Emmy got the impression that Maggie’s assistant didn’t like her, but she forced a smile and said, “Yes.”

The receptionist picked up the phone and said, “Sheriff Kingston, Dr. McKay is here to see you and Captain Styles.” When she replaced the receiver, she told Emmy, “You can go on in.”

The sheriff was behind her desk, and the captain was sitting in a visitor’s chair in front of it.

Captain Styles turned around when Emmy walked in, and the woman looked as if she’d been run over by the megabus that traveled between Charlotte and Durham. Her short gray hair stood out in little tufts. The lines on her face showed her age. And the sorrow in her eyes was a direct shot that pierced Emmy’s heart.

Sheriff Kingston’s expression, on the other hand, was blank. She gestured to the other seat in front of her desk. “Have a seat.” She pushed a report across the desk toward Emmy. “You’ll probably understand this better than we do.”

Emmy sat and took the papers.

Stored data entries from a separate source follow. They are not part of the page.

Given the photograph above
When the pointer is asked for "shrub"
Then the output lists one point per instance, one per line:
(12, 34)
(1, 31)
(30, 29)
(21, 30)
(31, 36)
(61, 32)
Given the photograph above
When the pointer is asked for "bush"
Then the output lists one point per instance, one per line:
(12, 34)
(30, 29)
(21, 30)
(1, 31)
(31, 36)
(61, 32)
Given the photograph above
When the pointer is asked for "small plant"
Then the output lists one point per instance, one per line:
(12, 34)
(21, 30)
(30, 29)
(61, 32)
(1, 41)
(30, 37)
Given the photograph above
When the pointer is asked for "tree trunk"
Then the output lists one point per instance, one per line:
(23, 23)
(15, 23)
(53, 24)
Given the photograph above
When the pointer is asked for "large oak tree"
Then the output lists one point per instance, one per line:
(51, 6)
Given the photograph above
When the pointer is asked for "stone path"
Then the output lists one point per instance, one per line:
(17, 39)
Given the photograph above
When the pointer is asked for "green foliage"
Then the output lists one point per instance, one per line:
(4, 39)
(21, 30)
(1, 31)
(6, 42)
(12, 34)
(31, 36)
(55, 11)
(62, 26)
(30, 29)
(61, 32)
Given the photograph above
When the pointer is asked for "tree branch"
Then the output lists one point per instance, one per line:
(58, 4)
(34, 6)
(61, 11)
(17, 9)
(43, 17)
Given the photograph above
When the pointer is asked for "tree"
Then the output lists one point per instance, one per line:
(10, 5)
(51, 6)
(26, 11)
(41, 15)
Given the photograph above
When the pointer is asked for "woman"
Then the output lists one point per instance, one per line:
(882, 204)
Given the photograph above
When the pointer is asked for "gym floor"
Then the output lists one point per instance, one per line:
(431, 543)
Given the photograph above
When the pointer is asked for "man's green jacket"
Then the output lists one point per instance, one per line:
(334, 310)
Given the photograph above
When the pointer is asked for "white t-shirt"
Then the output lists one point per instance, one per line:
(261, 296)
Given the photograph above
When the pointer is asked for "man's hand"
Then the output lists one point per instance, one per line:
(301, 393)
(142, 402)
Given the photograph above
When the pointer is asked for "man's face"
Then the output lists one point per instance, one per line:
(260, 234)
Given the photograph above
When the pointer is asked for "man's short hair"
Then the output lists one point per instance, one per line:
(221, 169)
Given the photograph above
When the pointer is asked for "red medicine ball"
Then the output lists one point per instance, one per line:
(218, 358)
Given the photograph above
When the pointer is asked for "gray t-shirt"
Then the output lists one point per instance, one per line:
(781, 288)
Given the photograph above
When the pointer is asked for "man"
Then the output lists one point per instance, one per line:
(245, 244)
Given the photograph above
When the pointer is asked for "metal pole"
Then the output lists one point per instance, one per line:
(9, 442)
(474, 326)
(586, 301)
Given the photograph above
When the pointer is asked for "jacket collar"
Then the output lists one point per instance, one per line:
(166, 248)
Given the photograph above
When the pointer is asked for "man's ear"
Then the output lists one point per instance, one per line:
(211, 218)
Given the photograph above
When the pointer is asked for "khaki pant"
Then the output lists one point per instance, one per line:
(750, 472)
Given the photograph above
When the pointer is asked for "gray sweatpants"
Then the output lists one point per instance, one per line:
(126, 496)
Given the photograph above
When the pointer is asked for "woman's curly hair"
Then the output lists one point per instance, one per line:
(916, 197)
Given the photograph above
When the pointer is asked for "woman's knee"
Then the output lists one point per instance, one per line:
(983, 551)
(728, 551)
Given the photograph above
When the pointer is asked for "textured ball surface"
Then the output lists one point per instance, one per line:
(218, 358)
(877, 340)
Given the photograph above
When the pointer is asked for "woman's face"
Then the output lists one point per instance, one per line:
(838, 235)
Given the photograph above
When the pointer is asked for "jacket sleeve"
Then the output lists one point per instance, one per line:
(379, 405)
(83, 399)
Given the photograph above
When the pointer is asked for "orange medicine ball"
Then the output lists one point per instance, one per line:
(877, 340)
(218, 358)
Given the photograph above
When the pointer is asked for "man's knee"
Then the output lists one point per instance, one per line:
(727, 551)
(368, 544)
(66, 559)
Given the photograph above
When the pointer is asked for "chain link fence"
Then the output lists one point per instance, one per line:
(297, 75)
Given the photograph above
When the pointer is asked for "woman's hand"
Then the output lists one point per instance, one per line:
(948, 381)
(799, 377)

Jesse Giddings had died from apparent postoperative pulmonary complications at 0314. PPC could be anything from pneumonia to a spontaneous pneumothorax, or partially collapsed lung.

The questions that Emmy had been chewing on since the nurse called swirled in her head. A postoperative complication was curious enough, but a PPC in an otherwise healthy teenage boy with a gunshot to an extremity?